I envy those who take their time in an improv scene. As a matter of fact that’s what I’m working on most right now. Letting it grow. Typically, and I don’t think I’m alone here, you rush to find the character, rush to find the conflict, rush, rush, rush rush. But I find those who’re most competent at improvising feel it out before making huge assumptions. So how do you build your patience? How do you allow silence? How do you allow the scene to breathe?
As I’ve already stated, I’m working on this so I may not be the best person to give advice. But here goes. Rushing to find your character is one thing. You can make a bold decision as to who you are but the beauty is when you allow it to seep out, like a balloon with the tiniest of holes. Choosing who you are at the top of the scene is essential but you don’t have to let the audience or even your fellow improvisers in on all the gory details. It’s like in life. You don’t introduce yourself to someone and start with, “I was born at 11:50 pm on August 22nd, 1979. It was a hot summer night and…” (Incidentally, I was.) The greatest characters are discovered along the way. Much of it can actually be discovered by you on stage. You surprise yourself as much as you surprise others. As long as you have an initial strong choice the rest of the character will follow and if done so in a careful pace makes it that much more compelling.

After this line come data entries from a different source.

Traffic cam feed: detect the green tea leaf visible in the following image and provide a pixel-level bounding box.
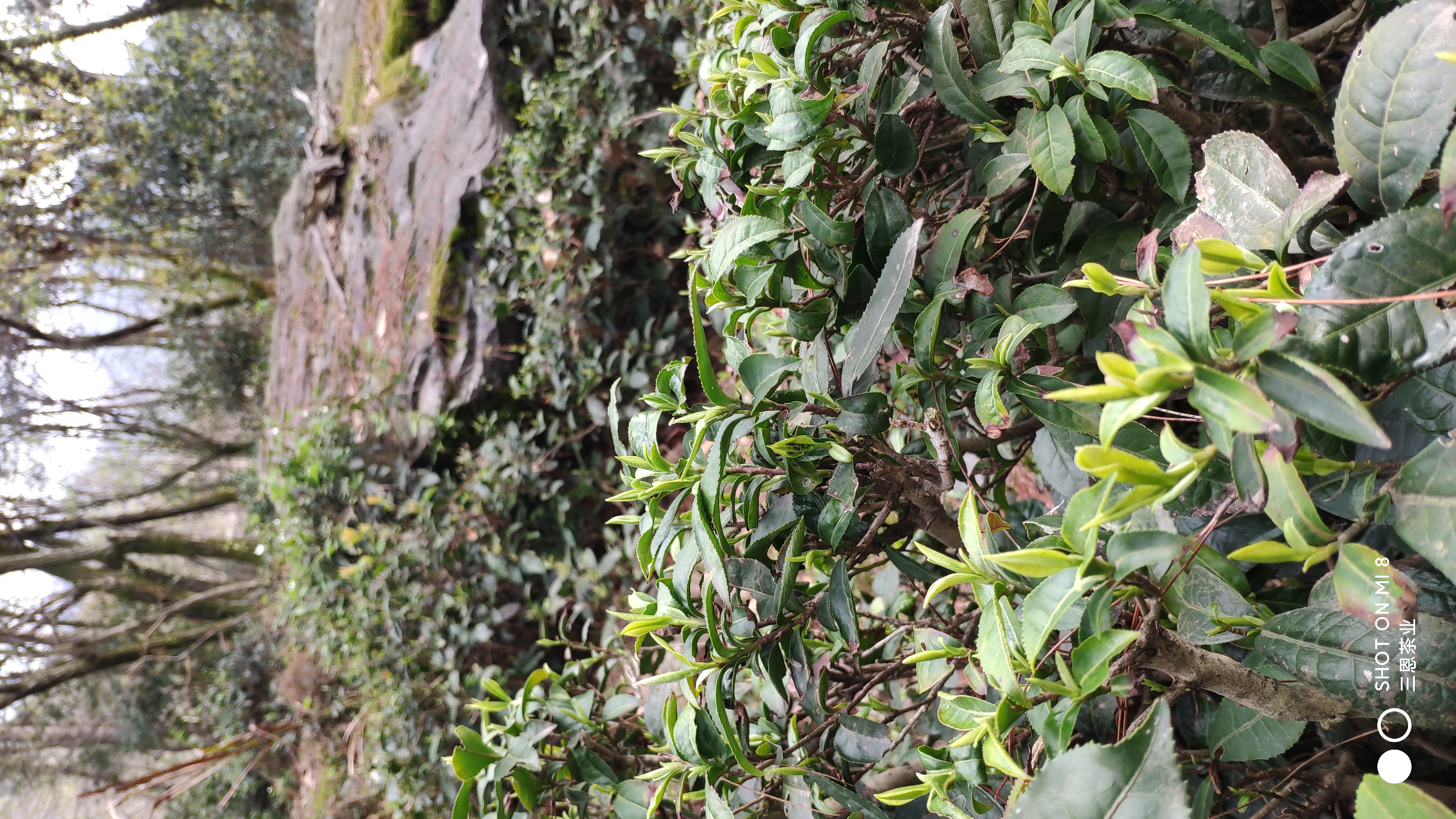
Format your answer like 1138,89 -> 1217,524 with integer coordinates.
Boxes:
1133,3 -> 1268,75
703,216 -> 786,281
1257,351 -> 1391,449
1334,543 -> 1420,622
997,36 -> 1063,74
959,0 -> 1016,67
982,153 -> 1031,197
834,714 -> 890,765
1178,566 -> 1258,646
1260,39 -> 1319,92
1299,204 -> 1456,385
1356,774 -> 1456,819
875,111 -> 914,179
1020,567 -> 1099,663
800,198 -> 855,245
793,9 -> 853,77
920,3 -> 997,122
1016,699 -> 1190,819
840,218 -> 924,386
1027,104 -> 1078,194
1082,51 -> 1157,100
1106,529 -> 1188,580
1391,363 -> 1456,436
1391,439 -> 1456,583
1335,0 -> 1456,214
1164,245 -> 1213,361
1072,628 -> 1137,694
824,560 -> 859,649
1204,699 -> 1306,762
1254,608 -> 1456,732
1260,446 -> 1335,545
763,84 -> 834,150
1188,364 -> 1278,434
1010,284 -> 1078,326
1127,109 -> 1192,201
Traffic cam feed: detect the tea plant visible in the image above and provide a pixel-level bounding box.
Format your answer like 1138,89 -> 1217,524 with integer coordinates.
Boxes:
451,0 -> 1456,819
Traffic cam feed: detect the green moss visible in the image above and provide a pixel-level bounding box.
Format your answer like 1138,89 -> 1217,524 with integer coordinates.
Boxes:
380,0 -> 425,63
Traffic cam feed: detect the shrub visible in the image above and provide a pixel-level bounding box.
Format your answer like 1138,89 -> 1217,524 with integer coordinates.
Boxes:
453,0 -> 1456,819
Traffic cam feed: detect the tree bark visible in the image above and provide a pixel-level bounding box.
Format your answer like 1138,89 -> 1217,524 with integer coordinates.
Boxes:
1133,622 -> 1350,726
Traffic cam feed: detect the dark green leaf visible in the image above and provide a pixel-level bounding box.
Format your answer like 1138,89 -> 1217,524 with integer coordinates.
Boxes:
1178,566 -> 1258,646
1082,51 -> 1157,100
999,36 -> 1063,74
865,187 -> 913,262
840,218 -> 924,386
834,714 -> 890,765
982,153 -> 1031,197
1106,529 -> 1188,580
1006,373 -> 1101,440
1027,104 -> 1076,194
1072,628 -> 1137,694
1391,439 -> 1456,583
875,112 -> 914,179
1356,774 -> 1456,819
926,3 -> 997,125
804,772 -> 890,819
1188,364 -> 1278,434
824,560 -> 859,649
1254,608 -> 1456,732
1229,433 -> 1270,510
1260,39 -> 1319,90
764,84 -> 834,150
1391,363 -> 1456,436
1335,0 -> 1456,213
793,9 -> 853,77
687,276 -> 734,407
611,780 -> 652,819
914,296 -> 945,373
1016,699 -> 1188,819
1027,697 -> 1082,759
1127,108 -> 1192,201
738,353 -> 800,404
1204,699 -> 1305,762
1260,446 -> 1335,546
1233,311 -> 1299,361
1133,3 -> 1260,76
836,392 -> 890,436
800,198 -> 855,245
959,0 -> 1016,69
1010,284 -> 1078,326
1061,93 -> 1108,163
1164,245 -> 1213,361
1299,204 -> 1456,385
703,216 -> 785,281
1258,351 -> 1391,449
1334,543 -> 1420,622
1061,485 -> 1106,555
920,210 -> 986,296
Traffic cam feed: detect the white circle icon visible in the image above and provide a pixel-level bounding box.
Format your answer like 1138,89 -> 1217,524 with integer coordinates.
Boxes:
1374,748 -> 1411,785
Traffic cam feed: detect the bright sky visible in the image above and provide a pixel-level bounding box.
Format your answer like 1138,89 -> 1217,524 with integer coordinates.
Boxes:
12,0 -> 150,74
0,0 -> 148,603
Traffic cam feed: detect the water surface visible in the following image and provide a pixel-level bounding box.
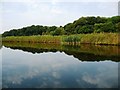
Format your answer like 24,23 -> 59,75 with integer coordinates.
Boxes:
2,44 -> 119,88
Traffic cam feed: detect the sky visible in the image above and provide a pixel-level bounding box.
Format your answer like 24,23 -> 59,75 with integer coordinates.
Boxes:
0,0 -> 119,33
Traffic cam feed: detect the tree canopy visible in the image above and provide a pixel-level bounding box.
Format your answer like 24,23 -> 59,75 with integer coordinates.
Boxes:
2,16 -> 120,37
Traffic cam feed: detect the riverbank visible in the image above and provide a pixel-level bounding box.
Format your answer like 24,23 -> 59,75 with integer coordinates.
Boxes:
2,33 -> 120,45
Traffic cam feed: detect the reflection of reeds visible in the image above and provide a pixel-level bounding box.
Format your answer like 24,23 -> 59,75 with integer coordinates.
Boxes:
63,33 -> 120,45
2,35 -> 61,44
3,42 -> 120,56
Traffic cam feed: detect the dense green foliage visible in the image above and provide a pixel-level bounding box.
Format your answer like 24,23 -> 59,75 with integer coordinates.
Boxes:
2,16 -> 120,37
2,33 -> 120,45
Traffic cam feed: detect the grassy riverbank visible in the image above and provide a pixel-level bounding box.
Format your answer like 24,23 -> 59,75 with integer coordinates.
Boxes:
2,33 -> 120,45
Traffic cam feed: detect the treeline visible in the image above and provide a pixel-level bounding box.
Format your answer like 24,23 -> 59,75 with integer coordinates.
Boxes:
2,16 -> 120,37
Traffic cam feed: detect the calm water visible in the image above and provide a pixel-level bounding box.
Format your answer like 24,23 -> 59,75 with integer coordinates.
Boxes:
1,45 -> 119,88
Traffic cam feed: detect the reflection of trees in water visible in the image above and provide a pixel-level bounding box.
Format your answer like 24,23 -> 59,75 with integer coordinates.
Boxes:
4,43 -> 120,61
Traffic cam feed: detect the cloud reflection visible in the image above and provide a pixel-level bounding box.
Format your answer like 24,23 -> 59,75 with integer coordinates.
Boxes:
2,48 -> 118,88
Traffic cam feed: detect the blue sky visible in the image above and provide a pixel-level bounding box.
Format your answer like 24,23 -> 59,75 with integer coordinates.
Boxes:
0,0 -> 119,33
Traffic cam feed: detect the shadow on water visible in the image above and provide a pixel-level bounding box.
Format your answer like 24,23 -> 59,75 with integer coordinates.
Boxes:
3,43 -> 120,62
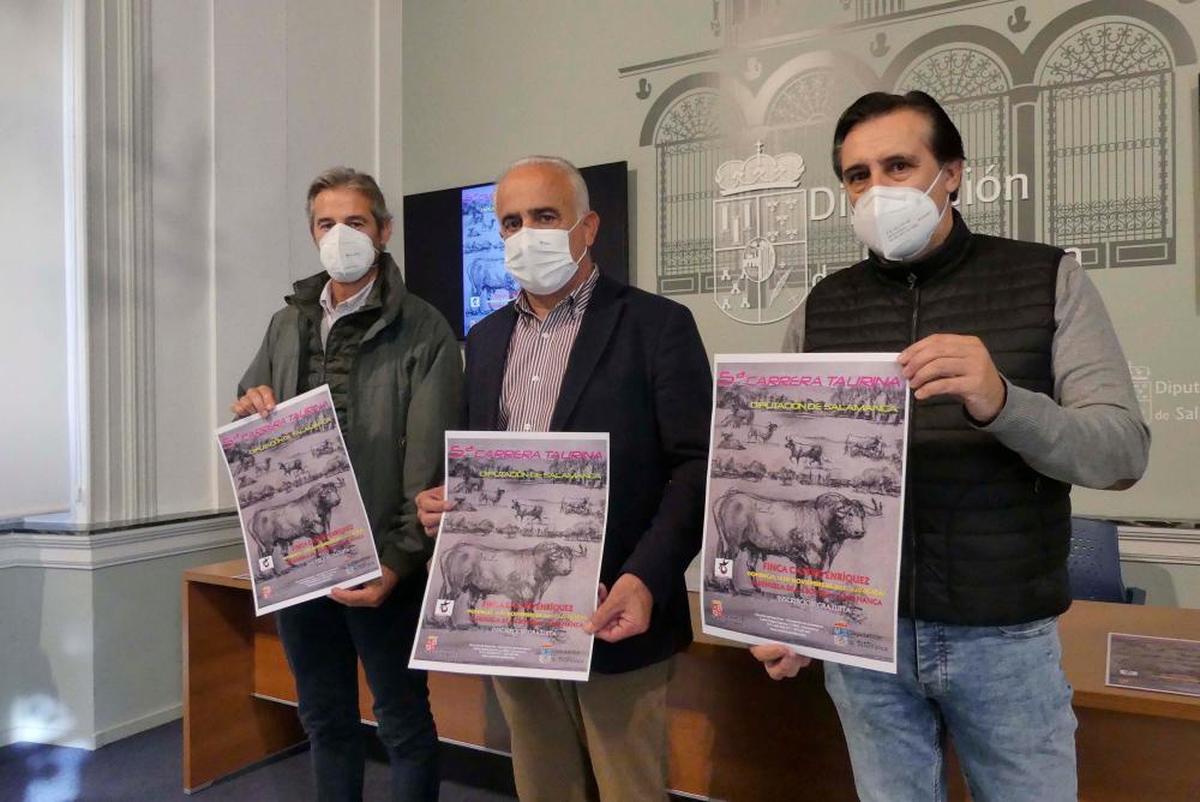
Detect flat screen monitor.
[404,162,629,340]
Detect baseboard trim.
[1117,526,1200,565]
[0,516,241,570]
[95,705,184,749]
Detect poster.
[701,354,910,674]
[1104,633,1200,696]
[217,384,380,616]
[409,432,608,680]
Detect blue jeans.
[824,618,1076,802]
[275,587,439,802]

Silence and breathing go hand and hand. It’s hard to make a noise while breathing in. Keeping this in mind, allow a bit of silence in between your responses. Don’t rush to always answer. The longer you pause the more we understand about this character. As my friend Clifton Highfield says, play at the pace of life. Think about your response before responding. Don’t answer every question. If you brush past a question or answer with an exasperated look we learn even more about who you are. There’s also a great game called 10 seconds of silence that really helps start you off on a slower pace. The way it works? You begin the scene with 10 seconds of silence. This allows you to get a foothold on your location often by space work. It also gives you a moment to really check in with your scene partner, but remember to hold onto your character and not just drop it for something that would work with their choices. Often the best choices are those that are counter intuitive to what your scene partner is doing.
This is what I’ve learned so far. It’s a struggle to attempt these techniques after having improvised for awhile but I feel that it’ll only make me a stronger, competent improviser.